There was a TV commercial on the other night that used as it’s hook that spring was just around the corner, I looked at my husband and at the same time we both rolled our eyes.
Come on, spring is a good eight to ten weeks away.
But it got me thinking about spring. It is one of the reasons I made my Paper Keeper for Nancy Zieman using my Trillium pattern design.
I often hear in class where do you get your ideas? And I have shared with you over and over again where I get my ideas – from everywhere.
My pattern Trilliums is a perfect example of that.
Trilliums are some of the first wild flowers to bloom in the woods. I discovered that the Trilliums in my woods are the most common red kind, but there are all different colors of Trilliums. Years ago I saw huge Celadon light green ones when I visited Spring Green, WI. I would love to have those in my yard.
Trilliums was one of my first fused quilts. It measures 30” x 40” .
If you notice theseTrilliums are growing up out of a bed of dead old last year oak leaves, so when I designed my quilt I wanted to incorporate the oak leaves in the design.

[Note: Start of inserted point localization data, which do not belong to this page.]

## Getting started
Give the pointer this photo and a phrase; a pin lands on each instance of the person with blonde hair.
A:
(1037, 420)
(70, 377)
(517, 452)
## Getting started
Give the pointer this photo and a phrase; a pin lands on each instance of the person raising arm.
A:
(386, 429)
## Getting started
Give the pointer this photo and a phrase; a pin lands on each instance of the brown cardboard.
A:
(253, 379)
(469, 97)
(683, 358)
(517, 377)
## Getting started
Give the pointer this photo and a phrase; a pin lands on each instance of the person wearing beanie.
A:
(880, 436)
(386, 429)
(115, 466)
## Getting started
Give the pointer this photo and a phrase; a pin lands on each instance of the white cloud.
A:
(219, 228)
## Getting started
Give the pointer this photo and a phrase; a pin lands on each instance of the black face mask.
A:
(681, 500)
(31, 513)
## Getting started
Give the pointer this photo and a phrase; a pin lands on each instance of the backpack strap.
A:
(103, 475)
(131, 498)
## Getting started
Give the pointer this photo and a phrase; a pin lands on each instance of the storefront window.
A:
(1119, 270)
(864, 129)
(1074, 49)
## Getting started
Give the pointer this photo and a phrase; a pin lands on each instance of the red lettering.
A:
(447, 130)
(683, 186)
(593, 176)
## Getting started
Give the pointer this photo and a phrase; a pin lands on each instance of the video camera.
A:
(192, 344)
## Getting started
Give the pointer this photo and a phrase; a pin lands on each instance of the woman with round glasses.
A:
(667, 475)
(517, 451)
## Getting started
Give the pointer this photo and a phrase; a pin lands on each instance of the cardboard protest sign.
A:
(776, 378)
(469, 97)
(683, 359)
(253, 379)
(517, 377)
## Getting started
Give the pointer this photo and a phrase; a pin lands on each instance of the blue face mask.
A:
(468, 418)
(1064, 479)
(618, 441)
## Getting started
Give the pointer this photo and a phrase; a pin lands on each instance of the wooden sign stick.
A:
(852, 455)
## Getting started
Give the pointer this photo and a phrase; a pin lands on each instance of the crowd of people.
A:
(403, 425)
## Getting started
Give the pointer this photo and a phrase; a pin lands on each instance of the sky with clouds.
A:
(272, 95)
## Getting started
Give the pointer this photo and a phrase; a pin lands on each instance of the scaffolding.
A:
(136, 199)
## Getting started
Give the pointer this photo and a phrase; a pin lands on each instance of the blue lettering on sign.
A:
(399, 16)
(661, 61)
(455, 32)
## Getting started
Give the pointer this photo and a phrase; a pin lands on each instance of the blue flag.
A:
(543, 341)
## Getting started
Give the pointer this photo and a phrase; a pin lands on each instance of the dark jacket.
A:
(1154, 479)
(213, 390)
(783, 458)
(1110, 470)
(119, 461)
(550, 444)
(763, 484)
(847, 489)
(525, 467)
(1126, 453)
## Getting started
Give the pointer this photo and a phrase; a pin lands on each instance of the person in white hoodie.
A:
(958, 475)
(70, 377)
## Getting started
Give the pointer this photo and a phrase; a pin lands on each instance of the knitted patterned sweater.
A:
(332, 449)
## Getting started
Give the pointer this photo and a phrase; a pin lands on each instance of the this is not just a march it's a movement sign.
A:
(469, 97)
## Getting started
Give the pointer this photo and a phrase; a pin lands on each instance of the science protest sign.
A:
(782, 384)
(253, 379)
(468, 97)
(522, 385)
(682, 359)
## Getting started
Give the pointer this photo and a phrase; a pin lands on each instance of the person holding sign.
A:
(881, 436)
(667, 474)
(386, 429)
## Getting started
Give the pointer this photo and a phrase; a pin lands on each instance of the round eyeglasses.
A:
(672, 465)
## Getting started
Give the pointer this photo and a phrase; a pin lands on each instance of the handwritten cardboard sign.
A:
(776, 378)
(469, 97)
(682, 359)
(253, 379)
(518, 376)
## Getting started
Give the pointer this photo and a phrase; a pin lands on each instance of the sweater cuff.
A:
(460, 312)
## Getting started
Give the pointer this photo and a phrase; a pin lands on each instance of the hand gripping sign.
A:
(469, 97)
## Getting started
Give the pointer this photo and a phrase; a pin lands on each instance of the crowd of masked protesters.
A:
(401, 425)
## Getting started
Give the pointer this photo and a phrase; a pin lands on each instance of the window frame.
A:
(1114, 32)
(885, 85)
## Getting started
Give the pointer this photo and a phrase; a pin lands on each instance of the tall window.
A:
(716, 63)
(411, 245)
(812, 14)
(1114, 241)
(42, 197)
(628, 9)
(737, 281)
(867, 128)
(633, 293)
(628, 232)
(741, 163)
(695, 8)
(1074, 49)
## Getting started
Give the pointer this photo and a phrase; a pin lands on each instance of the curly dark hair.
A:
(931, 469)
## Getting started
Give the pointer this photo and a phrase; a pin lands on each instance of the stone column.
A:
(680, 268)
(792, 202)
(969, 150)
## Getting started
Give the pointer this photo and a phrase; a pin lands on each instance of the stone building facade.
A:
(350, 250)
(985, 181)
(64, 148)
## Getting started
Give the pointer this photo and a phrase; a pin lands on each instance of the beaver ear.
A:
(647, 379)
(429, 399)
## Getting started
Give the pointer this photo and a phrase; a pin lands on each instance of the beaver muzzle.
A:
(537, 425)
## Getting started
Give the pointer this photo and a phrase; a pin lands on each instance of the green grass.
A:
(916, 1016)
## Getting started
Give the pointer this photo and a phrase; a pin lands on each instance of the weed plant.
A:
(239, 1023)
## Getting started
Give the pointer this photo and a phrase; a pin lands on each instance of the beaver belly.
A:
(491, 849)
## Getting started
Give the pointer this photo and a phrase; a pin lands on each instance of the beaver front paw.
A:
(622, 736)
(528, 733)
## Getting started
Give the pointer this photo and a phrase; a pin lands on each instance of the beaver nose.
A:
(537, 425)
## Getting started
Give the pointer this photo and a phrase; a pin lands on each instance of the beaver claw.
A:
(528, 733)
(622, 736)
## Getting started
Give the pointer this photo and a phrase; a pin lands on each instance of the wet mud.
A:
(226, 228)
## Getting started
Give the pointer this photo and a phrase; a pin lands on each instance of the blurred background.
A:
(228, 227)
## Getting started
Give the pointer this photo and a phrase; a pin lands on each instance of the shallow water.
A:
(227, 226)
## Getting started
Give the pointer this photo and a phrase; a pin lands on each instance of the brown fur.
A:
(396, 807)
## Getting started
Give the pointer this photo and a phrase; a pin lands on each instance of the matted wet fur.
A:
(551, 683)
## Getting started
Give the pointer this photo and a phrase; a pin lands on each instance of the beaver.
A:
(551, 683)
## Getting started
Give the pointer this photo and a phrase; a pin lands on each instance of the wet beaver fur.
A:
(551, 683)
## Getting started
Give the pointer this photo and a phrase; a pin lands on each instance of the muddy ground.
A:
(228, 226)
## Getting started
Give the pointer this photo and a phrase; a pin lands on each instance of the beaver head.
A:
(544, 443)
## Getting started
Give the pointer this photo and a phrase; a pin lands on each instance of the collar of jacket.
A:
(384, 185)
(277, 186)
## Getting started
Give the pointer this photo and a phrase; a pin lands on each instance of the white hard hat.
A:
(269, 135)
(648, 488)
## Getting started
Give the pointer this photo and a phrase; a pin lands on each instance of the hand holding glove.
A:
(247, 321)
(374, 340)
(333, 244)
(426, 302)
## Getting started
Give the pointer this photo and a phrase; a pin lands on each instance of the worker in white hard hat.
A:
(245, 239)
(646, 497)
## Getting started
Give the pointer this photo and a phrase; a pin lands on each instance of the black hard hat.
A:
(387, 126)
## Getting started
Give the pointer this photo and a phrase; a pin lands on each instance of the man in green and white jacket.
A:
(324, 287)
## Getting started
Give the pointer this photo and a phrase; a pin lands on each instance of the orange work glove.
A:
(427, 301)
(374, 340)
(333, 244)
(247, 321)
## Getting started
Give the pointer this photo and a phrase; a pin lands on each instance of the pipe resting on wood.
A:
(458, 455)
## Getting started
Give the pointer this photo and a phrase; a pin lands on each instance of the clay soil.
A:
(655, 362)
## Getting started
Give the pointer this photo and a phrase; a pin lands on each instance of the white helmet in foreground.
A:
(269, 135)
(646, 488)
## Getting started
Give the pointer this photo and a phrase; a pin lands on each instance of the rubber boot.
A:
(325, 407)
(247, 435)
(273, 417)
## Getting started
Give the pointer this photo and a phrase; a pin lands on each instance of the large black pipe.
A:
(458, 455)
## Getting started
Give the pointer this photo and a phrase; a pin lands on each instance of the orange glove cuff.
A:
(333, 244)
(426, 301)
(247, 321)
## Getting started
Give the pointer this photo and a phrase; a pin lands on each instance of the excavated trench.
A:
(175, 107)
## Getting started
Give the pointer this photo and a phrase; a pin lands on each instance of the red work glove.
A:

They have now become one of my favorite things to add to my quilts.
When I first made this quilt I didn’t want to use all “realistic colors”. I certainly used the green and deep pinks for the flowers and leaves, but then I needed something to set them off and let them show up on the background.
After “auditioning” many colors the blue seemed to be just right.
I have always loved the blue/green/aqua color combination. I think that stems from loving sky, grass and trees.
But when I went to add in the leaves in the outside border I choose to use the complimentary colors of green – pink, purple, and magenta for the oak leaves. I changed the scale of the leaves to give them more drama and because they needed to be big to even out the composition.
When I started making patterns I made a small version of Trilliums and called it Petite Trilliums. By the time I started designing patterns I was also producing my own hand dyed fabrics.
I used one yard of my hand dyed rainbow gradation to create the whole petite quilt top. The only colors I didn’t use where the yellows on the far right.
You can see that I used the middle section where the purple, magenta and fuchsia come together for the outside border. I used the area where the turquoise and blue merge to create the background behind the trilliums and I used the greens at the far left for the Trillium stems, leaves and beards. I used complimentary colors for the oak leaves and placed them against their compliment on the outside border.
This is one of my favorite patterns and quilts, I think because I get to see the Trilliums every year and they represent spring, but also because the colors are so clear and happy.